Мне представляется, что в основе чеховского мировоззрения лежала клаустрофобия — боязнь замкнутого пространства, боязнь в том числе физиологическая. Она провоцировала… Это наиболее наглядно можно проследить, конечно, в «Моей жизни», отчасти это есть и в «Скучной истории». Помните, когда вот в «Моей жизни» (рассказ провинциала такой) описывается отец-архитектор — человек, который строит убогие, тесные дома, в которых душно. Образ отца у Чехова всегда связан с образом тесноты, духоты, дома. Посмотрите, как в «Припадке», как в «Именинах», в «Новой даче» — сколько там описаний замкнутых пространств, выкидышей вследствие духоты, страшных публичных домов с их плоскими крышами и духотой. Для Чехова дом никогда не был символом уюта. И напротив, прорыв, распад этих сцен — всегда счастье. У Чехова была даже не столько клаустрофобия, сколько, я рискну сказать, агорафилия — такая любовь к открытому пространству. Агорафилия наиболее ясно чувствуется у него в «Степи». «Степь» — это самый счастливый его текст. И помните, в «Степи» описание душного, тесного, страшного трактира? Может быть, антисемитизм Чехова, во многом мифический, держался на том, что для Чехова еврейская идея дома, семьи, сплоченности (это вынужденный такой ответ на агрессию внешнего мира), но это тесный и душный дом (кстати, такой же дом в рассказе «Жидовка») — ничего не поделаешь, это тоже пространство чудовищной несвободы и интеллектуальной духоты.

Для меня у Чехова главная тема в этой связи — это тема страха тюрьмы. Она была у него болезненно развита начиная с самых первых сочинений. Тема страха перед законом, тема зависимости. У Чехова — имеется в виду не рассказ «Жидовка», конечно, он назывался иначе, назывался он… У Чехова, понимаете, есть знаменитый совершенно комплекс писем, который беспрерывно цитируют, где слово «жидовка» действительно встречается довольно часто, история с Дуней Эфрос… Я не припомню сейчас точно, в каком рассказе идет у него конкретно речь вот об этой еврейской красавице, которая вымогает у героя вексель, но опять-таки я думаю, что Юра Плевако не оставит нас сейчас своим содействием. Но думаю, что еврейская тема как тема оседлости, замкнутости, до некоторой степени духоты напрямую связана у него именно с ощущением вот этой ограниченности, с ощущением какой-то непозволительной замкнутости.
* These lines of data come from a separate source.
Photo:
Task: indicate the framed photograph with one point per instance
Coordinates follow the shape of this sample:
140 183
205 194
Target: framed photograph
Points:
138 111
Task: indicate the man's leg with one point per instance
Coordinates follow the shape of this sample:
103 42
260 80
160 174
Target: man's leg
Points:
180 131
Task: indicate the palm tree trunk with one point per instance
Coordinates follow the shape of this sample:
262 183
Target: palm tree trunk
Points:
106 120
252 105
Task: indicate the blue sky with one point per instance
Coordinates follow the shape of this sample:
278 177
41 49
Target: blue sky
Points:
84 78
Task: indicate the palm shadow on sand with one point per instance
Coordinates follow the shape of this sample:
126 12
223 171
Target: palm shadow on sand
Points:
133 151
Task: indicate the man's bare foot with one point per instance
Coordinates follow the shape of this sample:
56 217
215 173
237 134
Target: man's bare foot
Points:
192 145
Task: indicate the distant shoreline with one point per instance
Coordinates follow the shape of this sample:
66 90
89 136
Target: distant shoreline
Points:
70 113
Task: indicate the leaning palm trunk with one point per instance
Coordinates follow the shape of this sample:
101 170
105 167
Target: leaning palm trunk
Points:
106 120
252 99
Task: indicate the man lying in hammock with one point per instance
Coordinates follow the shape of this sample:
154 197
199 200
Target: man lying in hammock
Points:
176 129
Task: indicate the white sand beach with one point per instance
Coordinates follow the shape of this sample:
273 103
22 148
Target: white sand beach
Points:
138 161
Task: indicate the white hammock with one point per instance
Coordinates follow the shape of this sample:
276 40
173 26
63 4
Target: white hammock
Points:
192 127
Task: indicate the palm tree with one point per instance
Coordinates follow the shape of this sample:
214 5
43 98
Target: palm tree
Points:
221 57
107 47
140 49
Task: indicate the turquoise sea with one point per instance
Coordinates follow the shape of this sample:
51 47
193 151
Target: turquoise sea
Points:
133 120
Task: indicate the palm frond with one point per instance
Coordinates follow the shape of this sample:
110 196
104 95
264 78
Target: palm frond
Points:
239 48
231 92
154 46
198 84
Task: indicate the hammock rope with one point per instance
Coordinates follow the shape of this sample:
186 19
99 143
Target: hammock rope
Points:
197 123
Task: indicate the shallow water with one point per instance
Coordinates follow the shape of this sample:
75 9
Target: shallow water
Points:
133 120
Вот тут, кстати, совершенно правильно на еврейском ресурсе, на который мне немедленно — спасибо — прислали ссылку, говорится, что тема губительного для личности отказа от своего становится стержнем образа полупомешанного Соломона в повести «Степь». Но Соломон — это немного другая история; там, правда, есть ещё и прекрасный чадолюбивый Моисей. По большому счету любые способы — и «Скрипка Ротшильда» тоже — любое скопидомство, накопительство, ограниченность, мне кажется, для Чехова дурные черты, вынужденные черты любой оседлости. И евреи в этом жребии не виноваты, но они, к сожалению, так или иначе возобновляются.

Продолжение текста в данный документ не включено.